Review: FAHRRADDIEBE - Jagd der Abhängigkeit



Fakten:
Fahrraddiebe (Ladri di biciclette)
Italien. 1948. Regie: Vittorio de Sica. Buch: Cesare Zavattini, Adolfo Franci, Geraldo Guerrieri, Suso Cecchi D’Amico, Vittorio de Sica, Luigi Bartolini (Vorlage). Mit: Lamberto Maggiorano, Enzo Staiola, Lianella Carell, Gino Saltamerenda, Giulio Chiari u.a.. Länge: 90 Minuten. FSK: freigegeben ab 12 Jahren. Auf DVD und Blu-Ray (Import) erhältlich.


Story:
Im Rom der Nachkriegszeit sucht Antonio Ricci, ein Mann aus ärmsten Verhältnissen und Vater von zwei Kindern, verzweifelt nach Arbeit. Mit einer neuen Anstellung als Plakatankleber könnte er seine Familie ernähren. Sie gerät jedoch gleich am ersten Arbeitstag in Gefahr, als ihm sein Fahrrad gestohlen wird, das er für diese Arbeit unbedingt braucht. Von der Polizei erfährt er keine Unterstützung. Mit seinem kleinen Sohn Bruno macht er sich auf die Suche nach dem Fahrraddieb.





Meinung:
Ein Film, in dem jedoch fernab gängiger Filmrealität gegen alle Widerstände im Leben konsequent verloren wird - wie es nun mal meist eher der Fall ist. Diese Pionierleistung des Neorealismus zeigt aber auch, dass man Im Leiden zumindest nicht alleine bleibt, selbst wenn man die vertrautesten Mitmenschen im Drang zum rettenden Glück hetzt, Hoffnungen sowie Ideale des Überlebens willen enttäuscht und als Illusion offenbart. Wie soll man aber auch als Einzelner kleine wie große Schwierigkeiten überleben, wenn schon Kleinigkeiten alles aufs Spiel setzen und die Voraussetzungen fürs komplexe Ganze von oben sabotieren? Wo dann auch das gesamte Umfeld mit derselben Erfahrung vertraut ist und sich ebenso geballt als verschlissene Menschlichkeit abgefunden hat? Hilfsbereitschaft weicht da dem Eigennutz oder dem gängigen "Da kann man leider nichts machen." - nicht gerade aus gleichgültigem Egoismus, sondern aufgrund von mehr oder weniger abgeklärten Stadien der Angst und Abgebrühtheit innerhalb der gesellschaftlichen Erfahrung.

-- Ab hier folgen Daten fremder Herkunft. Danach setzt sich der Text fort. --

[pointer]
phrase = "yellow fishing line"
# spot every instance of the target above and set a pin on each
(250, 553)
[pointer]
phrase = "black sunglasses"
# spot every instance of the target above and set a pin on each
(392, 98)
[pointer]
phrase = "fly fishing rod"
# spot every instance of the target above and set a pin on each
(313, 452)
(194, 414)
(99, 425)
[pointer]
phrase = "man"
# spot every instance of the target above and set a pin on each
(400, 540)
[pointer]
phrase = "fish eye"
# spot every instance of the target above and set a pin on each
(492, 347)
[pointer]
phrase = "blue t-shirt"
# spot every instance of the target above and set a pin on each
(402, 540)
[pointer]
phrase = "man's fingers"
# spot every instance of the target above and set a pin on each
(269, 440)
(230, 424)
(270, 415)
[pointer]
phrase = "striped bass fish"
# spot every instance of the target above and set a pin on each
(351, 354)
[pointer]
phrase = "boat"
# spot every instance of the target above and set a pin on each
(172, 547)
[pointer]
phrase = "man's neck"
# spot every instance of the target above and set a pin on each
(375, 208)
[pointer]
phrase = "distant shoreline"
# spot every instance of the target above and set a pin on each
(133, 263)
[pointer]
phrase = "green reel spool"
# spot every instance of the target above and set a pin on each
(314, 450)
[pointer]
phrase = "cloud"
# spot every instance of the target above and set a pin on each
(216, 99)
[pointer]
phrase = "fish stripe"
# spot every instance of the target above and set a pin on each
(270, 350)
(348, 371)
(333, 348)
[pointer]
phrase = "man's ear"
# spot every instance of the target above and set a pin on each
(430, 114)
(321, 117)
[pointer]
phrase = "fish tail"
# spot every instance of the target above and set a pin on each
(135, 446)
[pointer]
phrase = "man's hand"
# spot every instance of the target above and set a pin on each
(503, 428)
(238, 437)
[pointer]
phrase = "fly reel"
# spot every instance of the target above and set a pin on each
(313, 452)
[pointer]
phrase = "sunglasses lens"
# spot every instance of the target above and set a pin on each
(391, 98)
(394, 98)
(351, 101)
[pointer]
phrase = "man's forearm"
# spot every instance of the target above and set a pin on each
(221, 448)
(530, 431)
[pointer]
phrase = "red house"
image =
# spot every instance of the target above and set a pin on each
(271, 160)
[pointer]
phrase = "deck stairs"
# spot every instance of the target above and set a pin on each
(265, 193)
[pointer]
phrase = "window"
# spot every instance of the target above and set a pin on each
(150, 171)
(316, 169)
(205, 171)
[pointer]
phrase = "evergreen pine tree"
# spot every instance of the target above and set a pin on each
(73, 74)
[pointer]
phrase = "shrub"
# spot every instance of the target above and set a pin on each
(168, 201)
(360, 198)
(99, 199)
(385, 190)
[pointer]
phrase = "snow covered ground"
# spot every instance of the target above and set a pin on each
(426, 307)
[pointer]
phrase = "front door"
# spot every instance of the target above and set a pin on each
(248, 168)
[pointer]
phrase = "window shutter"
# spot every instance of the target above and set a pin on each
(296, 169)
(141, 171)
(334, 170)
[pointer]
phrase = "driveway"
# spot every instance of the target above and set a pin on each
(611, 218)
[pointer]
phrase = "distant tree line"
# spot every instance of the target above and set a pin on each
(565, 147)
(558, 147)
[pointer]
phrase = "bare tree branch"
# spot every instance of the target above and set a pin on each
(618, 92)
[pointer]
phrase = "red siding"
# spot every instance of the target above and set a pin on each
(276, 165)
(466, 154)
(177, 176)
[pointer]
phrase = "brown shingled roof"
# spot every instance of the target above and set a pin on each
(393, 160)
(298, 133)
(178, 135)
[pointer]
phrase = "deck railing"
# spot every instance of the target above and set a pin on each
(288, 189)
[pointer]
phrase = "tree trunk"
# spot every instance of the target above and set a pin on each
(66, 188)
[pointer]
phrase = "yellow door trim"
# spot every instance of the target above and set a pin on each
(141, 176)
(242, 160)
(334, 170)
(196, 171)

Vater und Sohn sind verzweifelt
Das braucht sich als Strom an urbanen Bürgern nicht weiter erklären, selbst wenn der herzensgute und etwas naive Plakatierer Antonio (Lamberto Maggiorani) so leidenschaftlich sein Fahrrad sucht, mit dem sich erst Beruf und Lebensunterhalt für die Familie bewerkstelligen lassen. Der eventuelle Klau, den man im erdrückend stilisierten Nachkriegs-Rom ohnehin mit Anspannung erwarten muss, führt sodann zu einer Reise des Frusts, bei dem auch Sohn Bruno (Enzo Staiola) mit ansehen muss, wie sein Vater in der Verzweiflung durchgehend abgewiesen wird. Kollegen und Polizei versuchen da noch die Unterstützung, sehen aber auch schnell die Aussichtslosigkeit des Unternehmens ein, weil das Verschwinden als eines von vielen schnell im Strom der Gesamtmisere "Leben" untergeht. Aufgeben ist dennoch keine Option, wohl aber eher, weil man keine andere Wahl hat. Es ist ja nicht so, dass Vater und Sohn keine Lebhaftigkeit mehr vorweisen können - immerhin versuchen sie, zu vergessen und den Tag noch so gut es geht angenehm zu verleben, auch wenn dieser mehr von der Sehnsucht des Findens getrieben wird als von der Unbedarftheit, die man sich im Ansatz ausgedacht hatte, bis alles wieder niedergeschmettert wurde.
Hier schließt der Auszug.